Looking focuses on Patrick (Jonathan Groff), Augustin (Frankie J. Álvarez) and Dom (Murray Bartlett) three best friends all Looking for love. Patrick is the main focus of the show as the less grounded of the group as he flits between potential partners looking for the right man, or just random dates for the night. When he finds Richie (Raul Castillo) he may have found ‘the one’ but when his new boss Kevin (Russell Tovey) enters the scene even though he is in a relationship Patrick finds him hard to resist.
Even though Groff’s Patrick is the main character I found myself liking Dom much more. The eldest of the group, his dream to start a Peri-peri Chicken restaurant maybe not be the most interesting sounding of story lines but his relationship with possible business partner Lynn (Scott Bakula) is actually the most stable yet fiery relationship of the show. Augustin and Patrick are much more annoying as their pretentious attitudes tend to get in the way of allowing themselves to be in strong relationships, they are always Looking for something better, or more fitting for themselves.

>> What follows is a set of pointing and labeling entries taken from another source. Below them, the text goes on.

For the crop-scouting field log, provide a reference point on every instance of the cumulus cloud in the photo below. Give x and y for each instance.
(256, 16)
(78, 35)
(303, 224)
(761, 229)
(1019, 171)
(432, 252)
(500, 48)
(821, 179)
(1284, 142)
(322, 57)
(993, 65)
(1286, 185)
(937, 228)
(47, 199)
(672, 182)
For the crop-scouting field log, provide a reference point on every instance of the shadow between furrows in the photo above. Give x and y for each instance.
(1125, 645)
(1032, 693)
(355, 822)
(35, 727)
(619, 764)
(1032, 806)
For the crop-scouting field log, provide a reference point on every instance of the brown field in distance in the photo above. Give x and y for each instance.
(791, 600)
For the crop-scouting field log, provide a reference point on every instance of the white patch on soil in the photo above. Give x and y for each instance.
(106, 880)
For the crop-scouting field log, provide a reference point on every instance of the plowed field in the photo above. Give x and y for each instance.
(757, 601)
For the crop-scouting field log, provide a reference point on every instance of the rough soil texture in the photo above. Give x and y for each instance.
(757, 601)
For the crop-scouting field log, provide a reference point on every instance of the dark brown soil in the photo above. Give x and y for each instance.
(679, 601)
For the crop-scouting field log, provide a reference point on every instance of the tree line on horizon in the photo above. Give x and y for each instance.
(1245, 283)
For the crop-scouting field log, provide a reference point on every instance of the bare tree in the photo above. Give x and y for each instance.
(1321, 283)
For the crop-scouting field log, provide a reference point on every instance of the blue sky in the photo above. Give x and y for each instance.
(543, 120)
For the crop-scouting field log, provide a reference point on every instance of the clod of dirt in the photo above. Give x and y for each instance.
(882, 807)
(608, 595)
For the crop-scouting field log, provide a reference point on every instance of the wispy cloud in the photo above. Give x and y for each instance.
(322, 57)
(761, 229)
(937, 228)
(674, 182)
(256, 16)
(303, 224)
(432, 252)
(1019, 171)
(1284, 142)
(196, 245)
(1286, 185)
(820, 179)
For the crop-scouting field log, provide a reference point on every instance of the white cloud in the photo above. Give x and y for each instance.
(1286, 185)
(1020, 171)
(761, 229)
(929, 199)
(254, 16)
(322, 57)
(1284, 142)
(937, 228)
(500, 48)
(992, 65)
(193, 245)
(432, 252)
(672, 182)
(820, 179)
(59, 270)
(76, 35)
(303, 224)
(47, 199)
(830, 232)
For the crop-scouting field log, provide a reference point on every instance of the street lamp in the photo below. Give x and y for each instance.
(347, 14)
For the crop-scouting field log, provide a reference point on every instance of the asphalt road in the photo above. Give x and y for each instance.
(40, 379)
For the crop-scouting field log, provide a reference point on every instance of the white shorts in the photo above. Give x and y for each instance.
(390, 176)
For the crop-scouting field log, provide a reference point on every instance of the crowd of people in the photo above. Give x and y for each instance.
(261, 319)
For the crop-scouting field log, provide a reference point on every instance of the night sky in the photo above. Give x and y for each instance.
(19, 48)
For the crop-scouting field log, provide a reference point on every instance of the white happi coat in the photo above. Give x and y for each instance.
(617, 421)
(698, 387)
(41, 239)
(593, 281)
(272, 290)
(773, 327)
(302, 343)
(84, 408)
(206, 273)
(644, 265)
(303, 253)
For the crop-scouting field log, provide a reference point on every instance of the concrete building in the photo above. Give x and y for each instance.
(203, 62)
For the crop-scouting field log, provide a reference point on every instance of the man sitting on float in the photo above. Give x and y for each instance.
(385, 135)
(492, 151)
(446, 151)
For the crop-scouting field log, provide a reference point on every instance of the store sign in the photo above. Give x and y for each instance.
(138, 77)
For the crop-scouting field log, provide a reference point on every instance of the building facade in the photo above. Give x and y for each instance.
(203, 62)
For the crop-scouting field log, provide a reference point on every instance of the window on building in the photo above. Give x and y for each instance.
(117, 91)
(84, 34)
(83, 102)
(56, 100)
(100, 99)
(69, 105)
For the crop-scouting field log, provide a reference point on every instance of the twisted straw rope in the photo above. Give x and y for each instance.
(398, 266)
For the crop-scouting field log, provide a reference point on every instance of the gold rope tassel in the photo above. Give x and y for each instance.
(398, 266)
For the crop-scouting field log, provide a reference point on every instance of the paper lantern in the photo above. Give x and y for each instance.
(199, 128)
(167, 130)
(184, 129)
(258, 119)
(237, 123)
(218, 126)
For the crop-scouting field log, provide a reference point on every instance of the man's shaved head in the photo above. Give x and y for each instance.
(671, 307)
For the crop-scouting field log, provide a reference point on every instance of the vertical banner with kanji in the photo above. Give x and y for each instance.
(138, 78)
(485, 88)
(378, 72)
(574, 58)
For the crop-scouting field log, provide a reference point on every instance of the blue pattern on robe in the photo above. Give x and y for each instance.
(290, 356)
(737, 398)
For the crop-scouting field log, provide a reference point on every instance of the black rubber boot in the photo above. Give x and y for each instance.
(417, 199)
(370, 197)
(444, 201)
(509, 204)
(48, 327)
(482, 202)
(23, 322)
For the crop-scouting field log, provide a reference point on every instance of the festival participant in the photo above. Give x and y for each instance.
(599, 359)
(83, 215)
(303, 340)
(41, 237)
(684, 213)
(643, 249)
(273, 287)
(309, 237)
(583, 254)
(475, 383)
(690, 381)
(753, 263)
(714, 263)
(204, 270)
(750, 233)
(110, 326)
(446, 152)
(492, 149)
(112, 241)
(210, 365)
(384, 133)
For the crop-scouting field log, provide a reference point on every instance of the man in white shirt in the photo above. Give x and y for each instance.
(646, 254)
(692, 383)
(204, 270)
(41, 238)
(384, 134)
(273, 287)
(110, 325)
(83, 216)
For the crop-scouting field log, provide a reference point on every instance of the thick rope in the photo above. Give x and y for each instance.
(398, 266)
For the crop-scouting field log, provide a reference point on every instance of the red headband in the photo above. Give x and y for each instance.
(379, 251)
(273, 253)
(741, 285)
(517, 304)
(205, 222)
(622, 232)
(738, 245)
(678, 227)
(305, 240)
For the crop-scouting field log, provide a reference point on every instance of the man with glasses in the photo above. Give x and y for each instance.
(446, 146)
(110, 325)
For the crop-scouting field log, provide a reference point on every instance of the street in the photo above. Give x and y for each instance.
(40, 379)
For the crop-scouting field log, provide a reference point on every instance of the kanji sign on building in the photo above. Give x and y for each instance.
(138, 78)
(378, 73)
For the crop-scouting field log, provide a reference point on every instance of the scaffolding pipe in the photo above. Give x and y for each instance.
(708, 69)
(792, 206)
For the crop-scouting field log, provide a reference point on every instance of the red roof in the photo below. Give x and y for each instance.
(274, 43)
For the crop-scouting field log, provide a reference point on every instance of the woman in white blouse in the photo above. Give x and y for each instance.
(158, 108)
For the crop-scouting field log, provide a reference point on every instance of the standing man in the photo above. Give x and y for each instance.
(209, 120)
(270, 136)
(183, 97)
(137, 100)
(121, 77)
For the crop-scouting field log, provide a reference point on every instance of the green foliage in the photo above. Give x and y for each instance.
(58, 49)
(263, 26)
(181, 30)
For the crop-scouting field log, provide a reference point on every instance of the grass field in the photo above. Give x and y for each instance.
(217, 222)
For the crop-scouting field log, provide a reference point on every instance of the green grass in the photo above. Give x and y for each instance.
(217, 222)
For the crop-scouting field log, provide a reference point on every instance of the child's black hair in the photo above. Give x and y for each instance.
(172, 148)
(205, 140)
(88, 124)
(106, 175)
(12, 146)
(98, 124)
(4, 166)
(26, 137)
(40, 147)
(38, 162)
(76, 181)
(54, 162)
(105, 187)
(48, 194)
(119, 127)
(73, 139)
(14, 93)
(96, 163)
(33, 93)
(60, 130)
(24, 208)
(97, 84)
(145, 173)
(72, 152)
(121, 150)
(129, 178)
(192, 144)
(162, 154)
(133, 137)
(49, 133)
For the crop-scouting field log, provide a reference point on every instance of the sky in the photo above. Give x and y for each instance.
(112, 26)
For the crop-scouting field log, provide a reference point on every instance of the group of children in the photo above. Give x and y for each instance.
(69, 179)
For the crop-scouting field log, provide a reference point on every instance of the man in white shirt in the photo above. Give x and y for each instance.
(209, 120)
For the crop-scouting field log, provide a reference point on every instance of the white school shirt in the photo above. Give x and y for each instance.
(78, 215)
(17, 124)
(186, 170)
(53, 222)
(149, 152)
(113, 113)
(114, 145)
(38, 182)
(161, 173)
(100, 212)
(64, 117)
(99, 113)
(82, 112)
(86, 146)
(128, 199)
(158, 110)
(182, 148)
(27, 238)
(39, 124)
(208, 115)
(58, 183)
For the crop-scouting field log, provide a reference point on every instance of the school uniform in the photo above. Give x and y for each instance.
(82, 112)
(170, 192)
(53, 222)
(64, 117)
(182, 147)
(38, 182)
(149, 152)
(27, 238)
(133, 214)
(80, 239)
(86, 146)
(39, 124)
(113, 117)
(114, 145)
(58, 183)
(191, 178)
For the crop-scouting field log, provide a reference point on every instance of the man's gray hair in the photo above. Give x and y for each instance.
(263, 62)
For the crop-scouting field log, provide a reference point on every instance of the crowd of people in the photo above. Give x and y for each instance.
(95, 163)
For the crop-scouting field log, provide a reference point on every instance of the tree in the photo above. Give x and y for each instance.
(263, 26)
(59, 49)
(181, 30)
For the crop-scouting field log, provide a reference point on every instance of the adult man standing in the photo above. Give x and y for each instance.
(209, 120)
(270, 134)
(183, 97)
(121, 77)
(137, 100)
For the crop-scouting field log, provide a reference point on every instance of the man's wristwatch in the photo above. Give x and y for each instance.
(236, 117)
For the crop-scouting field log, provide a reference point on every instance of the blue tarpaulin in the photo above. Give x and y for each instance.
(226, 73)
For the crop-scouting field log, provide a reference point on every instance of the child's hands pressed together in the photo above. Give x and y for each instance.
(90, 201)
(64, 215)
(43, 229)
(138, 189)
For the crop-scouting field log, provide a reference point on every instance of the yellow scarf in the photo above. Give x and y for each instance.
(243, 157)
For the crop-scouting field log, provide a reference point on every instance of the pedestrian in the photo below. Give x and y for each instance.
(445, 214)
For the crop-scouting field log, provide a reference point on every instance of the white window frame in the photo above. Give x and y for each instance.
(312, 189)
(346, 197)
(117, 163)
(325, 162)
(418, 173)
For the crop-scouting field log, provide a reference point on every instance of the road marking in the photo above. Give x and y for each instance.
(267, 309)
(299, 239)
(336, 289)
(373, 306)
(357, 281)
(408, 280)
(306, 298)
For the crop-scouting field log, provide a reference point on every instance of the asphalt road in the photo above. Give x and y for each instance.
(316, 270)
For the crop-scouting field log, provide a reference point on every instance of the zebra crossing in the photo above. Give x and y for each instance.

Augustin is an artist willing to take risks for his profession but when it comes to actually displaying these risks to the world he can never fulfil his ambition, pulling out at the last moment. He is unwilling to risk that one step to success. It comes as no surprise really that his relationship with Frank (O.T. Fagbenle) runs the same risk as his career. Augustin plays up to the role of the spoilt rich kid not really willing to take a risk yet willing to waste people’s time proving just how amazingly anarchic he is, when in truth he is just wasting any potential he actually has in love and life.
Patrick is the character who goes through the most change during Looking: The Complete First Season and though I stated that Dom is more interesting you do still get caught up in wanting to see Patrick actually find a relationship and not ruin it. Groff plays the character very well, to the point that he is annoying as hell, but that is the point. Spending most of the time caring what other people think about him, testing how they will react and getting so stuck up his own ass assuming the worst, he runs the risk of losing what he is actually Looking for. His budding obsession with Kevin his boss though is where the electricity of Looking: The Complete First Season is found.
I don’t really want to go too deep into the relationship between Patrick and Kevin, because the will-they-won’t-they aspect of it is a slow burning storyline that has to be experienced, not ruined by me revealing any spoilers. Jonathan Groff and Russell Tovey work well together and have good chemistry that you can see on the screen from the very first scenes they share, which is very heavy in innuendo. They make the characters have an obvious connection and tease the audience with the fact that both are in relationships, but you can’t help but feel they should just get it over with and be together…but will they?
Although the first few episodes of Looking: The Complete First Season aren’t the most accessible for the audience and each episode feels a little too short it is a show that really does grow on you. With a great cast and a well thought out story you end up caring about the characters and hoping that the show will be a success (just so you can see where their relationships go). The characters may be annoying and pretentious and they really need to get over themselves, but rather than this being a negative point, I do feel this is just what Looking is trying to convey. Looking could have easily have been called Boys (the male version of Girls)…but I do feel it deserves more than that so it can shine on its own merits, and there are plenty of those on show.
**** 4/5
Looking: The Complete First Season is available on DVD and Blu-ray from January 12th.